Pursuing a “Syrian Strategy” for Arab-Israeli Peace
by: Zach Dorfman on April 26th, 2010 | Comments Off
When it comes to establishing a just and lasting peace in Israel/Palestine, should we let the perfect be the enemy of the good? Does a “good” peace even satisfy minimum human rights requirements? Can and should we negotiate with regimes with despicable human rights records in order to ensure regional peace in the Middle East? I take up these questions–some explicitly, others implied–in what follows, where I call for the Obama Administration to engage in a sustained diplomatic push with Syria and Israel in order to create the conditions for the eventual establishment of a Palestinian state.
The Israeli-Arab conflict has inflamed the Middle East for half a century, and negotiations aimed towards the creation of a Palestinian state have stalled. While we should encourage Israel and the Palestinian National Authority to fulfill their obligations stipulated at the Annapolis Conference, current political and security conditions within both Israel and the Palestinian Territories are not conducive to reaching a final settlement.
This is partly due to domestic politics within both territories. In Israel, powerful far-right pro-settler parties in Prime Minister Benjamin Netanyahu’s coalition government will seek to stymie any two-state solution, and Netanyahu’s own commitment to a two-state solution appears tenuous. Furthermore, security fears about Iran’s burgeoning regional power are widespread, causing Israel to reorient its foreign policy away from solving the Palestinian question and towards containing Iran.
Unfortunately, the political reality in the Palestinian Territories is also greatly discouraging. Palestinian National Authority President Mahmoud Abbas, who lacks the stature of Yasser Arafat, is unpopular and politically weak even in his Fatah Party’s strongholds in the West Bank. Abbas and the Palestinian National Authority have no control over the Gaza Strip, which has been controlled by Hamas since 2007. Hamas does not officially recognize Israel’s “right to exist,” and Israel will refuse to enter into any final agreement regarding the Palestinian Territories unless Hamas renounces all its irredentist claims to historical Palestine.

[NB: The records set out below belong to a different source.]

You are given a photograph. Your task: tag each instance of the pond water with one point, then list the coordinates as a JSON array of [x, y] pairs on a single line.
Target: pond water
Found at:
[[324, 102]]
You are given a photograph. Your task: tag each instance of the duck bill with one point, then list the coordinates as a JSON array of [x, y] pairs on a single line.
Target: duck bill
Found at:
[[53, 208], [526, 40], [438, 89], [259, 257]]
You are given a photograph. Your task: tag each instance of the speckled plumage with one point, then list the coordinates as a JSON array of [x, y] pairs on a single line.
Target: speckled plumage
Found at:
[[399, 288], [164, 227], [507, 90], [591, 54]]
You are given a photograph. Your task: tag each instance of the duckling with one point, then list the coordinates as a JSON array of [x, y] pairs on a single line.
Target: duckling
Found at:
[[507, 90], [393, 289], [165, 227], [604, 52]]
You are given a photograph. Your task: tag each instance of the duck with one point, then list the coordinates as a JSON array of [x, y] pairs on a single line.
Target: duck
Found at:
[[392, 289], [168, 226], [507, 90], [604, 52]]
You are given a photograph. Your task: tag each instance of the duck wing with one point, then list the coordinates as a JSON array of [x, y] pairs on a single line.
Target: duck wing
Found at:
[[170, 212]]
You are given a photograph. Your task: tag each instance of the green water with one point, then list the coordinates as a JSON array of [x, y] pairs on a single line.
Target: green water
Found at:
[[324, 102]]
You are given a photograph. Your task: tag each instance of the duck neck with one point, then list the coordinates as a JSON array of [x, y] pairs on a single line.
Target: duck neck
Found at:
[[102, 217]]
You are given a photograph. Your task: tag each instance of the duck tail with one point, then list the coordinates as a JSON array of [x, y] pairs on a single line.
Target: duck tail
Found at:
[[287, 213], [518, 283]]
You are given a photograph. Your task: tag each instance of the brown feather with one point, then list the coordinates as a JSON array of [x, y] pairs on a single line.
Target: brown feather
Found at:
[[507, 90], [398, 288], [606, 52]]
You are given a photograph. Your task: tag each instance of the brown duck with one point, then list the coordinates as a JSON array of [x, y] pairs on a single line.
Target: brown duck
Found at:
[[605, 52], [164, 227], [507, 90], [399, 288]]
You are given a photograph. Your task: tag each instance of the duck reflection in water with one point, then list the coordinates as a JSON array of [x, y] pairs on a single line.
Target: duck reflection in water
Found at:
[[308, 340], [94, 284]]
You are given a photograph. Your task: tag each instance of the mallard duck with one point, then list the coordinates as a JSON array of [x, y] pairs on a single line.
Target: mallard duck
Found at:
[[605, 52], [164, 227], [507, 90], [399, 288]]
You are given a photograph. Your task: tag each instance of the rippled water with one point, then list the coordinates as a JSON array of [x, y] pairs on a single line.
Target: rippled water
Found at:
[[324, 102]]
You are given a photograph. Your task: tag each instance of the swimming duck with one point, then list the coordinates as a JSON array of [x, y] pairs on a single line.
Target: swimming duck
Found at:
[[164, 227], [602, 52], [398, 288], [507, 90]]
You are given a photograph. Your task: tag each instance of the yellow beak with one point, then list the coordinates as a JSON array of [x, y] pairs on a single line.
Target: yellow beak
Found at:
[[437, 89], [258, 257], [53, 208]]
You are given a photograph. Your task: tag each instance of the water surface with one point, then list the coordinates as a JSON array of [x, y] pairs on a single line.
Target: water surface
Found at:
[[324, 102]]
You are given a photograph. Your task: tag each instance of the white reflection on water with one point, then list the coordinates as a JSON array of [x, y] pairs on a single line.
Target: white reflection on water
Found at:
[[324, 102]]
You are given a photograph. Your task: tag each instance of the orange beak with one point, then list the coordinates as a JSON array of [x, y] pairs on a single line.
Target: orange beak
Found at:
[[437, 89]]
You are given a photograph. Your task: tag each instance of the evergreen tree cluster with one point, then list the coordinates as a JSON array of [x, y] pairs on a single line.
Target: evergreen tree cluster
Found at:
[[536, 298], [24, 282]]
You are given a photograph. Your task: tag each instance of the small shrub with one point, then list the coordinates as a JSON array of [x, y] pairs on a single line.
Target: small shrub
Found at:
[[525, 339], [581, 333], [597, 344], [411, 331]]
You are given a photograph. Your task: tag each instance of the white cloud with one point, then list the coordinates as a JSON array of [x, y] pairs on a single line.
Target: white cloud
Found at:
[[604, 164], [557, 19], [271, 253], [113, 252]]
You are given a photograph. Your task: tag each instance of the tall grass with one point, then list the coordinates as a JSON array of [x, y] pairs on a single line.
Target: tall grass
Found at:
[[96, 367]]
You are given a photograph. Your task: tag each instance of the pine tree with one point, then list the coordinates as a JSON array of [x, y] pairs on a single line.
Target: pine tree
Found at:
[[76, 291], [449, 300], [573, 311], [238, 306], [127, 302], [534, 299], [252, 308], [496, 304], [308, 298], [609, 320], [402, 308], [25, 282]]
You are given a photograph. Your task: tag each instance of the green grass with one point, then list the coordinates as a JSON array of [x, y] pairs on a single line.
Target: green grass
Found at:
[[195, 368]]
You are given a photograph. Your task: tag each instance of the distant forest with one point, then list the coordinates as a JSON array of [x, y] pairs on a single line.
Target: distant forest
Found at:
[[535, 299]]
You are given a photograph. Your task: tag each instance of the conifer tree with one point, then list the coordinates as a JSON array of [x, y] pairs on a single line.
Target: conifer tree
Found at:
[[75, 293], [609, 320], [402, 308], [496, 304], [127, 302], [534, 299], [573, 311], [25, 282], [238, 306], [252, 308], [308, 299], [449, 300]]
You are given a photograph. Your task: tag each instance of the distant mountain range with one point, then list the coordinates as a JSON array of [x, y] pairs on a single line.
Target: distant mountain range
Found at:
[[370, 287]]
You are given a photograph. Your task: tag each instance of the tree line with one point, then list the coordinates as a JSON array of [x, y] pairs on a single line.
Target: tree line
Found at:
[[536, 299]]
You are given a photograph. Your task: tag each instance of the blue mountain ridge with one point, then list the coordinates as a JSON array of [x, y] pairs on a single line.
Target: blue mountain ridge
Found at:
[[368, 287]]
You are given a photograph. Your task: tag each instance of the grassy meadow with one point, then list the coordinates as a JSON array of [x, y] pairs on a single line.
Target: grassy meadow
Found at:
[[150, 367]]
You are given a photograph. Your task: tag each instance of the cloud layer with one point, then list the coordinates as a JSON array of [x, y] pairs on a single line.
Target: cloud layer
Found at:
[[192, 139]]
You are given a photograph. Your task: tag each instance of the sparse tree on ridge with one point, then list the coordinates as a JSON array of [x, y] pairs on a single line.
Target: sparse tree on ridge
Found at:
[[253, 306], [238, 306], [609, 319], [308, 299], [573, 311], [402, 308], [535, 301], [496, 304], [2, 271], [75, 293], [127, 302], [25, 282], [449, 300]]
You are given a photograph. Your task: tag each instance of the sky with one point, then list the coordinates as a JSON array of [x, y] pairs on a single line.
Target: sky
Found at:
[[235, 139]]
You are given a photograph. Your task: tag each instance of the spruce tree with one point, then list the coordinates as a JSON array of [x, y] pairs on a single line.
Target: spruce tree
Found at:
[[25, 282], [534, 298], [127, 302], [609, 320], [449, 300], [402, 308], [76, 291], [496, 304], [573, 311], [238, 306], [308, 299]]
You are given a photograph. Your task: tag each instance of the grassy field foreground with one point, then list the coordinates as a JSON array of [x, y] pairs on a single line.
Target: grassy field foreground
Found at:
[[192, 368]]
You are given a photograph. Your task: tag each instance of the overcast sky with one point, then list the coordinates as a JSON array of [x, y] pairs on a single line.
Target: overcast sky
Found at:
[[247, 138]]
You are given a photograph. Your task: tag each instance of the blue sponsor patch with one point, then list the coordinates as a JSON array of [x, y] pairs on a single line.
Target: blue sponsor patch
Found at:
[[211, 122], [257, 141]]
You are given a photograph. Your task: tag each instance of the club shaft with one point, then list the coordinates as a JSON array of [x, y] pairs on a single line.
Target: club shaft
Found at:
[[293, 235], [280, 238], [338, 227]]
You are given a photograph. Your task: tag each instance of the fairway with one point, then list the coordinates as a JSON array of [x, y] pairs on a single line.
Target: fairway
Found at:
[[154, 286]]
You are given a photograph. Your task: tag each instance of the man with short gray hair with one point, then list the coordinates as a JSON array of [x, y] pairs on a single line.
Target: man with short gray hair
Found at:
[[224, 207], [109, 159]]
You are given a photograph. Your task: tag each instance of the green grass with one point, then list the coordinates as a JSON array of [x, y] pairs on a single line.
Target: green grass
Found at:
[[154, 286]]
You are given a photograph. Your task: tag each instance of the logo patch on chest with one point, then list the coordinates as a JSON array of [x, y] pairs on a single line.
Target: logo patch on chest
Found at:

While domestic politics in both Israel and the Palestinian Territories are crucially important in brokering a final peace settlement, regional politics play an important, and potentially dispositive, role in the conflict. The United States should work to shift regional politics, helping provide an environment more conducive to a settlement between Israel and the Palestinian Territories. In doing so, the U.S. may be able to alter domestic politics in both territories from the outside.
To that end, I recommend that the U.S. pursue a strategy of cautious engagement with Syria on both a bilateral and multilateral basis. The U.S. could tie its bilateral talks with Syria to a wider Syrian-Israeli peace deal, which would require direct Israeli involvement (and perhaps the continued mediation of Turkey, which has been active recently in helping to attempt to broker a deal). The U.S. and Israel have a strategic interest in such an engagement, even though both states currently have poor relations with the Syrian regime.